Fechei os olhos por um segundo, amaldiçoando minha sorte. A própria presença de Evan parecia sufocar o espaço. Virei-me lentamente, tentando manter a expressão mais neutra possível. Ele estava parado ali, no final do corredor, os braços cruzados e um olhar que poderia atravessar a alma de qualquer um.
— Fugir não é uma opção, lembra? — ele disse, a voz calma, mas cheia de autoridade.
— E ficar também não é — retruquei, tentando parecer mais confiante do que realmente estava.
Ele caminhou até mim, cada passo ecoando no pequeno espaço. Quando parou, estava tão próximo que pude sentir o calor de sua presença. Evan se inclinou ligeiramente, o suficiente para que suas palavras fossem apenas para mim.
— Não vou machucá-la, Olivia. Mas se tentar isso de novo, não terei escolha a não ser tornar sua vida aqui muito mais… restritiva.

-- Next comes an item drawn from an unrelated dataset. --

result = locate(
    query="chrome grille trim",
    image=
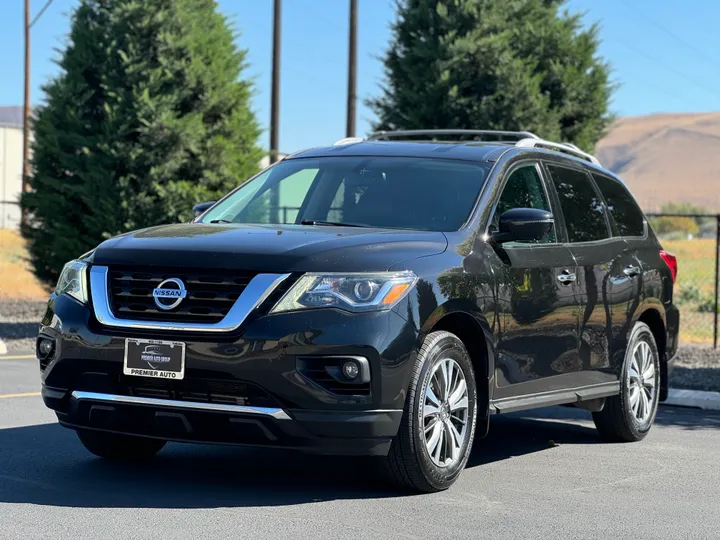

— Você me sequestrou! Não tem direito de me dizer o que fazer.
Ele suspirou, passando a mão pelos cabelos, como se estivesse lutando contra algo dentro de si.
— Vamos subir. Agora.
De volta ao quarto, ele fechou a porta atrás de si e encostou-se nela, me observando em silêncio. Senti minha raiva crescer, alimentada pelo cansaço e pela frustração.
— Qual é o seu problema? Por que simplesmente não me deixa ir?
— Você acha que isso é fácil para mim? — ele rebateu, a voz subindo ligeiramente. — Não escolhi essa situação, Olivia. Mas você escolheu. Cruzou uma linha que não poderia ser ignorada.
— E o que vai acontecer agora? Vai me matar?
Ele estreitou os olhos, e por um momento, pensei que ele fosse perder o controle. Mas, em vez disso, ele respirou fundo e respondeu com calma.
— A única razão pela qual você está aqui são aquelas fotos, se tivermos garantia que não existem mais, estará livre.
Houve algo em seu tom que me fez pausar. Não era crueldade. Era… algo mais profundo. Cansado. Quase… triste.
— Vou garantir que você possa falar com ele. Assim, pelo menos, saberá que está segura. Mas não abuse da oportunidade.
Eu o encarei, tentando entender o que havia por trás daquela proposta. Era um truque? Ou talvez ele estivesse realmente disposto a me oferecer esse pequeno gesto de humanidade?
— E depois disso? O que acontece comigo?
Ele hesitou antes de responder, e quando o fez, havia algo em seus olhos que parecia quase sincero.
— Depois disso, você escolhe. Mas enquanto estiver aqui, Olivia, tudo será do meu jeito.
E, com isso, ele saiu, me deixando com a promessa de uma ligação ao meu pai e mais perguntas do que respostas. Segurança. Palavras bonitas vindas de um homem que era o maior perigo na minha vida agora. Ou pelo menos assim parecia.